Most recently, on May 4, 2020, a second suit was filed against Softbank in Delaware. Adam Neumann, ousted co-founder of WeWork, sued SoftBank for reneging on its tender offer, claiming breach of contract. The court has yet to hear either case.
As the world continues to watch the global pandemic, parties to M&A transactions and the lawyers assisting them are giving especially thoughtful consideration to the construction of definitive agreements in order to better reflect the business realities of the parties in these unprecedented times and to anticipate how events such as the pandemic may affect the parties’ ability to close the deal. We continue to monitor developments relating to the termination of transactions, including the WeWork transaction and others.
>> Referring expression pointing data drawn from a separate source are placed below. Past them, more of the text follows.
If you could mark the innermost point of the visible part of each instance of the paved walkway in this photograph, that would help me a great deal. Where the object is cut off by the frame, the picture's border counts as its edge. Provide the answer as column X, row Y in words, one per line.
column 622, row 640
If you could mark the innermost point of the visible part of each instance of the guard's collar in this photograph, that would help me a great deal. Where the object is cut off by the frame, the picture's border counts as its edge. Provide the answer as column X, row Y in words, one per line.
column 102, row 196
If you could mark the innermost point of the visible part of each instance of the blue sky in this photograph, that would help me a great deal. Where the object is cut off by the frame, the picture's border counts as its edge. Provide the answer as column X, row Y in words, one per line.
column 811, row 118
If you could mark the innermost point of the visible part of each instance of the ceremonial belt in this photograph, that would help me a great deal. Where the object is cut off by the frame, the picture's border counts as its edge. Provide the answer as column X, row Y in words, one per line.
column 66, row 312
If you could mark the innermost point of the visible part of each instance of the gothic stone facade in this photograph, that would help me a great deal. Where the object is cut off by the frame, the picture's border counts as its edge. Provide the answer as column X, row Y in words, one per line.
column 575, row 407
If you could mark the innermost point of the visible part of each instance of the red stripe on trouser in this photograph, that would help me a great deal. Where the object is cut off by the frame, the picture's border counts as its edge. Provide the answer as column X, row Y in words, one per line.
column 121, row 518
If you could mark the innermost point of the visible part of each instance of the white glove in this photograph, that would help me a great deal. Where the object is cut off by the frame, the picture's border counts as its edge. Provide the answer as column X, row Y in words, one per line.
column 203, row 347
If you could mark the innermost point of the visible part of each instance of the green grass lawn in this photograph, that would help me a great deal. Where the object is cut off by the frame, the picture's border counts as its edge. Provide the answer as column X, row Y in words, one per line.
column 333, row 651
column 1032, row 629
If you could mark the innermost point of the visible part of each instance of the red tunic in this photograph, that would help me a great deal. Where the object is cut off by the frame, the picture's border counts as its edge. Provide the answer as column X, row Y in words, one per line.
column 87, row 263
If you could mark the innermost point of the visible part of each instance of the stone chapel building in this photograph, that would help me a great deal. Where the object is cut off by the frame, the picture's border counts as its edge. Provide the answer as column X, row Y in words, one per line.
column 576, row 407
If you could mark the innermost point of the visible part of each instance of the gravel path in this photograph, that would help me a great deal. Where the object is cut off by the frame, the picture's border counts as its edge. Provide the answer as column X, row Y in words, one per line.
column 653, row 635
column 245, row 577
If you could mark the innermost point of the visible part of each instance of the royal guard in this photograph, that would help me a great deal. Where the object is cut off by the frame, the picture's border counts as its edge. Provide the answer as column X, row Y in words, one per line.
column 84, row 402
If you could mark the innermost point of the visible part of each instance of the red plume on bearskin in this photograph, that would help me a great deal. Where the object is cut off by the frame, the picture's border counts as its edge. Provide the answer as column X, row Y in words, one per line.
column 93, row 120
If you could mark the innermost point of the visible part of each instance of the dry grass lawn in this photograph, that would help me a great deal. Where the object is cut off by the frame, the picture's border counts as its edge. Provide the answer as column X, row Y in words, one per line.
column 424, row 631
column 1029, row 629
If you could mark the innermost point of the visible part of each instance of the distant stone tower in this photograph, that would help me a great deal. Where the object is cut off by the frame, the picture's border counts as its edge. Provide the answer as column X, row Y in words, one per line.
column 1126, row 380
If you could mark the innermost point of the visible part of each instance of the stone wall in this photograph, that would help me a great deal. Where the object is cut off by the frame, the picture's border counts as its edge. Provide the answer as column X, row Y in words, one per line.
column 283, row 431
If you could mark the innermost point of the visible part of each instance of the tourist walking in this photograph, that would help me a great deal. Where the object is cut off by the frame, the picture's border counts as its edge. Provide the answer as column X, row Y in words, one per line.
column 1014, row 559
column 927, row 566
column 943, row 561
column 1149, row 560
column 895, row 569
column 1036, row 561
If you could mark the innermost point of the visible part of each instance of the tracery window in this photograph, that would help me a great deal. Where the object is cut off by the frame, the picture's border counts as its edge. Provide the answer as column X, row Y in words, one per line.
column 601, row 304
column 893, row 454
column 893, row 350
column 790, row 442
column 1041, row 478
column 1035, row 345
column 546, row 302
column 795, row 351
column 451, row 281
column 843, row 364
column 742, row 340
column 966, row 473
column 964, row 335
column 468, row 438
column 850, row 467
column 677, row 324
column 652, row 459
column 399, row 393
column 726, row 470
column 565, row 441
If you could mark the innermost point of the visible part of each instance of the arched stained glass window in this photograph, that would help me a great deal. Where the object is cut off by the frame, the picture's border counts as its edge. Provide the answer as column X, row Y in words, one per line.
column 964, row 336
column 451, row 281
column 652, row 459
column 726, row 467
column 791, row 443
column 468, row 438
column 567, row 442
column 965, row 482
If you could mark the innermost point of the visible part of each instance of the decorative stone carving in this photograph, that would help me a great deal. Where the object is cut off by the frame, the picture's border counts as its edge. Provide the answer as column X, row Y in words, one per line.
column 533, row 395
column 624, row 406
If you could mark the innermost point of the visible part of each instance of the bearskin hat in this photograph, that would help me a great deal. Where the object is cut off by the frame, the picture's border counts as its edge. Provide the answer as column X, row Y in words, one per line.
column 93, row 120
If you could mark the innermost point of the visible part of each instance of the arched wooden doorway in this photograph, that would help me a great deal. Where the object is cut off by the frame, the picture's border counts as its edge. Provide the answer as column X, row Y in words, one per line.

 Material Adverse Effect is defined in the agreement as “any state of facts, circumstance, condition, event, change, development, occurrence, result or effect (i) that would prevent, materially delay or materially impede the performance by Parent of its obligations under this Agreement or Parent’s consummation of the transactions contemplated by this Agreement; or (ii) that has a material adverse effect on the financial condition, business, assets, or results of operations of the Business, excluding, in the case of clause (ii), any state of facts, circumstance, condition, event, change, development, occurrence, result or effect to the extent directly or indirectly resulting from … (H) the existence, occurrence or continuation of any pandemics, …” [emphasis added].